- Genre: Mystery Drama
- Created by: Helen Black
- Written by: Helen Black Ciara Conway Jamie Jackson
- Directed by: Claire Tailyour Paulette Randall
- Starring: Angela Griffin; Jo Joyner; Tamzin Outhwaite;
- Country of origin: United Kingdom
- Original language: English
- No. of series: 1
- No. of episodes: 6

Production
- Executive producers: Jess Connell Alison Jackson
- Producer: Margot Gavan Duffy
- Production company: Gaumont;

Original release
- Network: Channel 5
- Release: 16 September – 25 September 2024

= The Wives (TV series) =

British television series

The Wives is a 2024 British mystery drama thriller television drama series for Channel 5, created by	Helen Black and starring Jo Joyner, Tamzin Outhwaite and Angela Griffin. The series was broadcast on Channel 5 in the UK from 16 September 2024.

==Premise==
Three British sisters-in-law routinely holiday together with their families in Malta. However, on their latest trip away they find themselves confronting the disappearance of one of their own - Annabelle. She is believed to be dead, and they are forced to deal with her supposedly grieving partner introducing his 'new' younger girlfriend to the group. The sisters-in-law become suspicious, more so when one of them reveals she knew that Annabelle was planning on leaving her wealthy husband and planned on telling him the day she disappeared.

==Cast==
- Jo Joyner as Beth Morgan
- Tamzin Outhwaite as Sylvia Morgan
- Angela Griffin as Natasha Morgan
- Christine Bottomley as Annabelle Morgan
- Jamie Bamber as Charlie Morgan
- Katie Clarkson-Hill as Jade
- Ben Willbond as Frankie Morgan
- Jonathan Forbes as Sean Morgan
- Catriona Chandler as Sky Morgan
- Louis Boyer as Luca Vella
- Ajay Chhabra as Vinay Taneja

==Production==
The six-part series is produced by Gaumont and was announced for Channel 5 in November 2023. The series was written and created by Helen Black, with episodes by Ciara Conway and Jamie Jackson. The series is directed by Claire Tailyour and Paulette Randall. Produced by Margot Gavan Duffy, executive producers for Gaumont are Jess Connell and Alison Jackson.

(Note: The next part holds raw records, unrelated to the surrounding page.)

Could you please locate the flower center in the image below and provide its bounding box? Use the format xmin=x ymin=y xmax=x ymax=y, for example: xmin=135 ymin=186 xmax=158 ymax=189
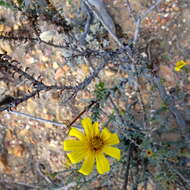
xmin=90 ymin=136 xmax=104 ymax=151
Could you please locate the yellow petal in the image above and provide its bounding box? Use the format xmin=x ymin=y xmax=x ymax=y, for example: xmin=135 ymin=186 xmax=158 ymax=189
xmin=67 ymin=151 xmax=86 ymax=164
xmin=81 ymin=117 xmax=92 ymax=137
xmin=69 ymin=128 xmax=85 ymax=140
xmin=105 ymin=133 xmax=119 ymax=145
xmin=79 ymin=151 xmax=95 ymax=175
xmin=101 ymin=128 xmax=111 ymax=141
xmin=92 ymin=122 xmax=100 ymax=136
xmin=102 ymin=146 xmax=121 ymax=160
xmin=96 ymin=153 xmax=110 ymax=174
xmin=63 ymin=140 xmax=86 ymax=151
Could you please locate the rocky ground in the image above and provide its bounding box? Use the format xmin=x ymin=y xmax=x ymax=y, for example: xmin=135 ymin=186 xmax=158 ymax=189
xmin=0 ymin=0 xmax=190 ymax=189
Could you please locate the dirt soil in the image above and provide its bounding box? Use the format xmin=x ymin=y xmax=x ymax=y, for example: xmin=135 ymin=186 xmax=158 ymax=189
xmin=0 ymin=0 xmax=190 ymax=189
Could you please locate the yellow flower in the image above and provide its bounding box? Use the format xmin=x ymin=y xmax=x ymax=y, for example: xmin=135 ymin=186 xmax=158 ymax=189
xmin=63 ymin=117 xmax=120 ymax=175
xmin=175 ymin=60 xmax=187 ymax=72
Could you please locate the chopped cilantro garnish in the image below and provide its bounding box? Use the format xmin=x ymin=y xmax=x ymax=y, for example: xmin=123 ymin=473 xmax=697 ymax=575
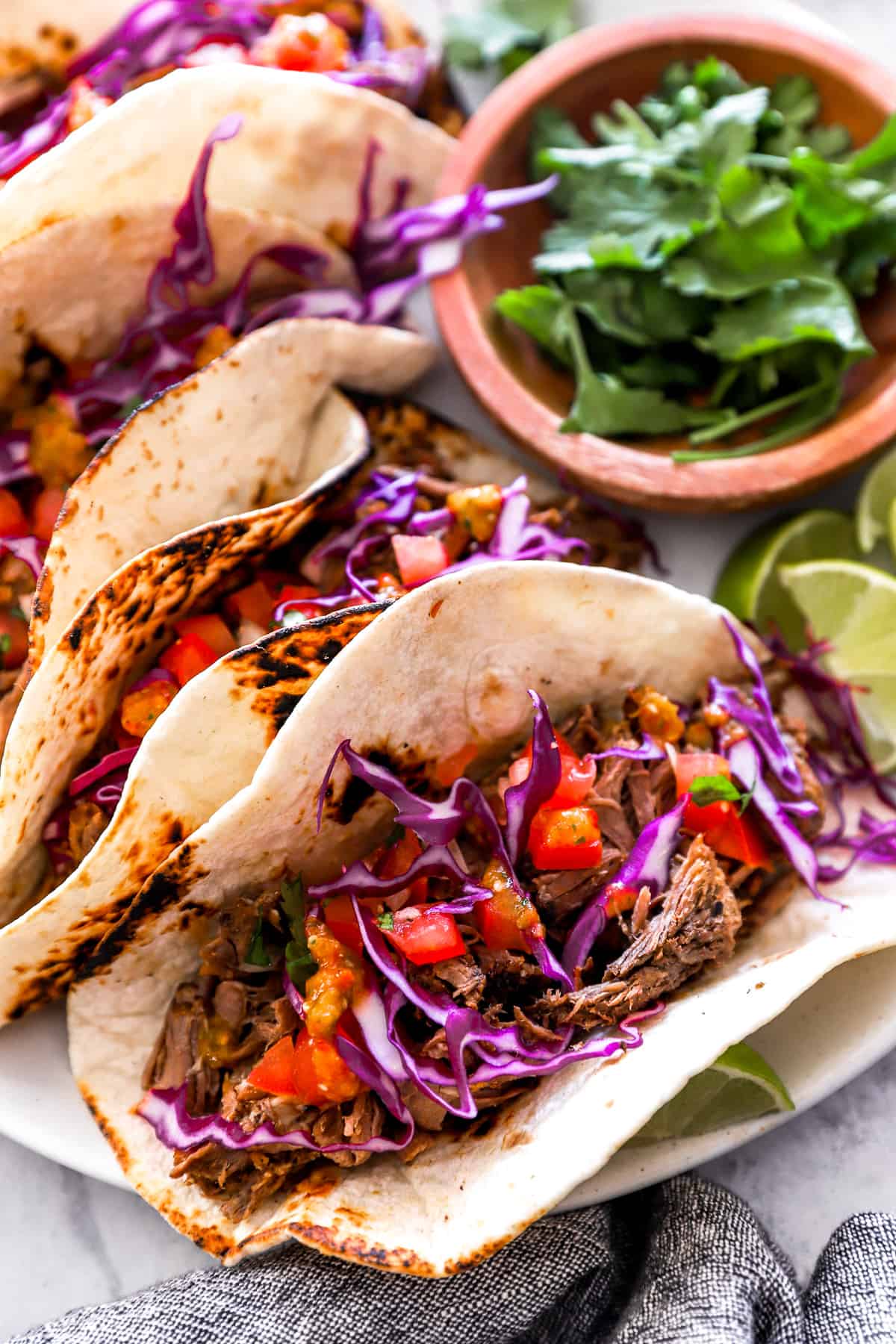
xmin=688 ymin=774 xmax=756 ymax=812
xmin=246 ymin=915 xmax=270 ymax=966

Filming took place in Malta with a lead cast led by Angela Griffin, Tamzin Outhwaite and Jo Joyner and also includes Jamie Bamber and Katie Clarkson-Hill.

==Broadcast==
The series was broadcast on Channel 5 in the UK on 16 September 2024.

==Episodes==

| No. | Title | Directed by | Written by | Original release date | U.K. viewers (millions) |
|---|---|---|---|---|---|
| 1 | "1.1" | Claire Tailyour | Helen Black | 16 September 2024 | N/A |
| 2 | "1.2" | Claire Tailyour | Helen Black | 17 September 2024 | N/A |
| 3 | "1.3" | Claire Tailyour | Ciara Conway | 18 September 2024 | N/A |
| 4 | "1.4" | Paulette Randall | Jamie Jackson | 23 September 2024 | N/A |
| 5 | "1.5" | Paulette Randall | Helen Black | 24 September 2024 | N/A |
| 6 | "1.6" | Paulette Randall | Helen Black | 25 September 2024 | N/A |

==Reception==
Emily Watkins for the i (newspaper) awarded the show two stars, criticising what she labelled as cartoonish characters and a cliched script.